El Espíritu Santo me fue llevando con ternura hacia lo que me tenía preparado y la AC siempre estuvo ahí.

Fui catequista de comunión y confirmación varios años. Los encuentros siempre comenzaban y terminaban con las “oraciones oficiales”.

Un día, el Señor me regaló el servicio de ministro extraordinario de la Eucaristía. En la formación me encontré con un viejo amigo, mi patrono de aspirantes, San Tarsicio. Es ahora también mi patrono como ministro. Ese día, sin que me diera cuenta, Jesús me estaba enviando, como a Tarsicio, a mis hermanos detrás de las rejas.

Un hogar de ancianos fue mi primera experiencia como ministro, en poco tiempo descubrí que este no era un servicio sino una bendición. Llevarles la comunión cada sábado, acercarles la unción de los enfermos, acompañarlos en el final de sus vidas. Creí que se trataba de eso, pero Jesús me mostró que en realidad tenía que aprender, y vaya si aprendí.

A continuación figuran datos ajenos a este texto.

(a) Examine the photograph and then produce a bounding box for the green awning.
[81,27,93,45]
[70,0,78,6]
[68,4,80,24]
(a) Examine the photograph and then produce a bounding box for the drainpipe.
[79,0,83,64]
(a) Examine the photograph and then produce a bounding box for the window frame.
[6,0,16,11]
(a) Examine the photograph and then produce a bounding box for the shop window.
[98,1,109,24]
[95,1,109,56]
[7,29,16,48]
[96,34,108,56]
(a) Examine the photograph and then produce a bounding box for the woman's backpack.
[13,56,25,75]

Allí aprendí que no importa la edad, los achaques o los golpes que la vida nos haya dado, nunca perdemos la capacidad de amar. Aprendí que el ser humano en sus momentos cruciales busca a Dios desesperadamente. Aprendí que no hay discapacidad que nos impida acercarnos a Dios, he visto abuelas con distintas patologías mentales persignarse e intentar seguir una oración. Aprendí que cada sábado podría ser el último y que la muerte era compañera de camino.

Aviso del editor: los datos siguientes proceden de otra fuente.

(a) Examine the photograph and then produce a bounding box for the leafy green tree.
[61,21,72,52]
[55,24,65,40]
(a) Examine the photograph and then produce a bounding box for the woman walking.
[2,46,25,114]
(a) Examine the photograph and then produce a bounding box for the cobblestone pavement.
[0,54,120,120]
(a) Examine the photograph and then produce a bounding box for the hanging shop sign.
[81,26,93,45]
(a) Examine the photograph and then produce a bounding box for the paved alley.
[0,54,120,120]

Todo esto había sido una preparación para llevarme a otro lugar, con rejas más fuertes y ruidosas. “Vení un par de veces y probá, sin compromiso” fue la invitación de la gente de la pastoral carcelaria, y fui. Conocí un mundo totalmente desconocido para mí. Y descubrí una hospitalidad y una sed de Dios impensada. Tuve que arrancar de mi cabeza un montón de prejuicios y aprender a escuchar. Y aprendí mucho más de lo que creí que yo iba a enseñar. Muchachos con un manejo de la Biblia que no conocí antes, historias muy fuertes… aprendí que nadie está libre de, algún día, caer preso, sea culpable o inocente. Descubrí carencias de todo tipo, en especial afectivas, pero también respeto, mucho respeto. Y que, al igual que las abuelas del hogar que esperaban el sábado, ellos esperaban cada lunes o miércoles, según el pabellón que nos tocaba. Indiferencia de algunos… sí, pero ganas de salir de la “tumba”, como llaman ellos a la cárcel, y de “resucitar”.

Parece una contradicción, pero el Señor me llamó a “salir al encierro”. Ese es mi apostolado hoy. En definitiva yo creí que llevaba a Cristo a esos lugares y me equivoqué: voy a encontrarme con Cristo allí cada día.

¡Alabado sea Jesucristo!!!

Nota: cuando estaba terminando de escribir este testimonio me avisaron que dos abuelos del hogar alcanzaron su Pascua. Mentiría si dijera que no me entristeció, pero me dio mucha paz saber que finalmente quedaron en libertad.